Search Quality Benchmarks
EchOS uses a multi-stage hybrid search pipeline. This page documents how each stage performs and why the full pipeline outperforms simpler single-mode approaches.The Pipeline
Each search request passes through up to four stages:| Stage | Default | Description |
|---|---|---|
| Hybrid (FTS + semantic) | ✓ | Reciprocal rank fusion of BM25 and vector search |
| Temporal decay | ✓ | Recency boost — recent notes rank slightly higher |
| Hotness boost | ✓ | Frequently-retrieved notes get a small popularity boost |
| Cross-encoder reranking | ✗ | AI re-scores top candidates for highest precision (opt-in) |
Methodology
Benchmarks use a synthetic corpus of notes spanning multiple content types (article, note, highlight, conversation) with controlled topic overlap to stress-test disambiguation. Three corpus sizes are tested:| Scale | Notes | Description |
|---|---|---|
| Small | 100 | Typical personal knowledge base, early stage |
| Medium | 1 000 | Active knowledge base, 1–2 years of use |
| Large | 10 000 | Heavy use or bulk import from Obsidian / Notion |
- Keyword — exact term match, tests FTS precision
- Semantic — paraphrased queries where the query words don’t appear in the note
- Multi-hop — queries that require combining information from multiple related notes
- Temporal — queries where recency matters (“what did I capture last week about X”)

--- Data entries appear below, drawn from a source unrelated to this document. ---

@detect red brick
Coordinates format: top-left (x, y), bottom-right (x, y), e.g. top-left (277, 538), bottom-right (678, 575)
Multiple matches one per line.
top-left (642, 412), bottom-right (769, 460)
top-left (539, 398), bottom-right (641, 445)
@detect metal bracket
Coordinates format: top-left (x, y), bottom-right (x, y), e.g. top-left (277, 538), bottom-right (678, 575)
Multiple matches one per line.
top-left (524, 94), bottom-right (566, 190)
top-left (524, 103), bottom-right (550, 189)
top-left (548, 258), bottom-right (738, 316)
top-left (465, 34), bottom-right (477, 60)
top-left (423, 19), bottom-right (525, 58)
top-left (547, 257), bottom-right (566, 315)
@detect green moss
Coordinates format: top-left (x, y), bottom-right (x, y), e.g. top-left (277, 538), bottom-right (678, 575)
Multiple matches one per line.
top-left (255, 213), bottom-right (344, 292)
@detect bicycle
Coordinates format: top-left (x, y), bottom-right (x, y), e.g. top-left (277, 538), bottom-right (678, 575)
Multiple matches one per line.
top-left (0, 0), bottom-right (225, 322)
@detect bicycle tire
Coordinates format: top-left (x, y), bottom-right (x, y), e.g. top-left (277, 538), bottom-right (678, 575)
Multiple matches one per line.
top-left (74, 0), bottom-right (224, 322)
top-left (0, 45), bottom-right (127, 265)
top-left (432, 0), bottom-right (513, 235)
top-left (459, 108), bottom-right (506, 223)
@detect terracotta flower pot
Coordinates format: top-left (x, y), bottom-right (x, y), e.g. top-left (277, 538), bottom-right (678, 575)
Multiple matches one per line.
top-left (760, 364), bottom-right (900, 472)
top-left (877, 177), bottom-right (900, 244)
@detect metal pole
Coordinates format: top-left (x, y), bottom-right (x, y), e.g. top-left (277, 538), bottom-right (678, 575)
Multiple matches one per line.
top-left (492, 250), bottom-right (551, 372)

- Needle-in-haystack — single highly-specific note in a large corpus
- Precision@5 — fraction of the top 5 results that are relevant
- Recall@10 — fraction of all relevant notes appearing in the top 10
- MRR — Mean Reciprocal Rank (position of the first correct result)

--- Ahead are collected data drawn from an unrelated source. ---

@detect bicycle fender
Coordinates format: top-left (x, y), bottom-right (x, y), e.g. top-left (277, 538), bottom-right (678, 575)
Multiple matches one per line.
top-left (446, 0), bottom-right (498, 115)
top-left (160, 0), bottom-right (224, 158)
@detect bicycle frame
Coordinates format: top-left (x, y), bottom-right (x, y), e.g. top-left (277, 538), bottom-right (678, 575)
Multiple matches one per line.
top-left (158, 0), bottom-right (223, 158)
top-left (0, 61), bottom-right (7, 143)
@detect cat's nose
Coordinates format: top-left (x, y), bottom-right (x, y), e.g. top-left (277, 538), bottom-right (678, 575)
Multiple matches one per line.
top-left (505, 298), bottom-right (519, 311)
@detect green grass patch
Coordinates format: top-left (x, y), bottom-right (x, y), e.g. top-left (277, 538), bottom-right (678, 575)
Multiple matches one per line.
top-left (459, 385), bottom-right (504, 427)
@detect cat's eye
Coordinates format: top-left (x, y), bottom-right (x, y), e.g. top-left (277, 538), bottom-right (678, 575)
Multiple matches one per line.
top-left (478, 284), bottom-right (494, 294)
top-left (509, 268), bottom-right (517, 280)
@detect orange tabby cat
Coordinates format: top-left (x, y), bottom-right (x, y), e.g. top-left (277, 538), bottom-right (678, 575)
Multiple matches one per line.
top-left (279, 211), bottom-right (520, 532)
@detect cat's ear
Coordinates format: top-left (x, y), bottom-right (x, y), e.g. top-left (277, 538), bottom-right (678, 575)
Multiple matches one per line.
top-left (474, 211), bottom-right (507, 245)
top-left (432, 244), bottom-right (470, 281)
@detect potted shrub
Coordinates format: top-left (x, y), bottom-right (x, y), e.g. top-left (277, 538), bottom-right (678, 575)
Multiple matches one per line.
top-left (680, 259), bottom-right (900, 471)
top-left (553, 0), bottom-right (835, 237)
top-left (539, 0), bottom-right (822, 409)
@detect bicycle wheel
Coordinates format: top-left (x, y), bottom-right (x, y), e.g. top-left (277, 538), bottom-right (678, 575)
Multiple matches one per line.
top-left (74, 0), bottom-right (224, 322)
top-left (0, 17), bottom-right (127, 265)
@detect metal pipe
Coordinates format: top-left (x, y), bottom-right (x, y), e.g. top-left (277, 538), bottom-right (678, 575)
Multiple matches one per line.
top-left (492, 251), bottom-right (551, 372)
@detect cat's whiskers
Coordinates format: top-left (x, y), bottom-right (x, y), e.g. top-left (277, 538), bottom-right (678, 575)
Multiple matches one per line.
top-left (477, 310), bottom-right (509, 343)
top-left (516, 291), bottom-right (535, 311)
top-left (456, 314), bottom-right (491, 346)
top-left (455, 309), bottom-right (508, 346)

- Median latency — wall-clock time at the medium corpus size
Results
Medium corpus (1 000 notes) — overall
| Configuration | Precision@5 | Recall@10 | MRR | Latency |
|---|---|---|---|---|
| Keyword only | 0.52 | 0.41 | 0.58 | 12 ms |
| Semantic only | 0.61 | 0.54 | 0.67 | 28 ms |
| Hybrid (RRF) | 0.74 | 0.69 | 0.79 | 32 ms |
| Hybrid + decay | 0.76 | 0.70 | 0.81 | 33 ms |
| Hybrid + decay + hotness | 0.78 | 0.71 | 0.82 | 34 ms |
| Hybrid + decay + hotness + rerank | 0.87 | 0.78 | 0.91 | 1 400 ms |
By query type — medium corpus, hybrid+decay+hotness
| Query type | Precision@5 | Recall@10 | MRR |
|---|---|---|---|
| Keyword | 0.91 | 0.85 | 0.94 |
| Semantic | 0.81 | 0.74 | 0.86 |
| Multi-hop | 0.64 | 0.61 | 0.71 |
| Temporal | 0.84 | 0.79 | 0.88 |
| Needle-in-haystack | 0.52 | 0.48 | 0.55 |
By corpus size — hybrid+decay+hotness
| Scale | Precision@5 | Recall@10 | MRR | Latency |
|---|---|---|---|---|
| Small (100) | 0.82 | 0.76 | 0.86 | 14 ms |
| Medium (1 000) | 0.78 | 0.71 | 0.82 | 34 ms |
| Large (10 000) | 0.71 | 0.63 | 0.76 | 89 ms |
Key findings
Hybrid always beats single-mode. Reciprocal rank fusion consistently outperforms either FTS or vector search alone by 12–18 Precision@5 points. FTS wins on exact-match keyword queries; semantic search wins on paraphrased or concept-driven queries. Neither alone covers both. Temporal decay gives the biggest quality-per-cost improvement. A two-point Precision@5 gain at zero additional latency. Particularly effective for temporal queries — notes from the past week rank above equivalent older notes, which matches user intent. Hotness boost is subtle but real. A further 2 Precision@5 points on average, driven by notes the user has actually found useful before surfacing sooner. The sigmoid saturation means no single note dominates. Reranking is the highest-quality option, but costs an API call. 9 Precision@5 points over the base hybrid pipeline, and 5 points better on multi-hop queries specifically. Latency jumps from ~35 ms to ~1.4 s. Worth enabling for deliberate research queries; leave off for quick lookups. Needle-in-haystack is the hardest case across all configurations. A single specific note in 10,000 is difficult to retrieve reliably without exact keywords. Reranking helps most here (from 0.52 to 0.69 P@5 on medium corpus), but it is not fully solved.Limitations
The benchmark uses a synthetic corpus. Real knowledge bases differ in several ways that can affect results:- Personal writing style — real notes from a single author are more coherent than synthetic diversity; semantic search typically performs better than these numbers suggest.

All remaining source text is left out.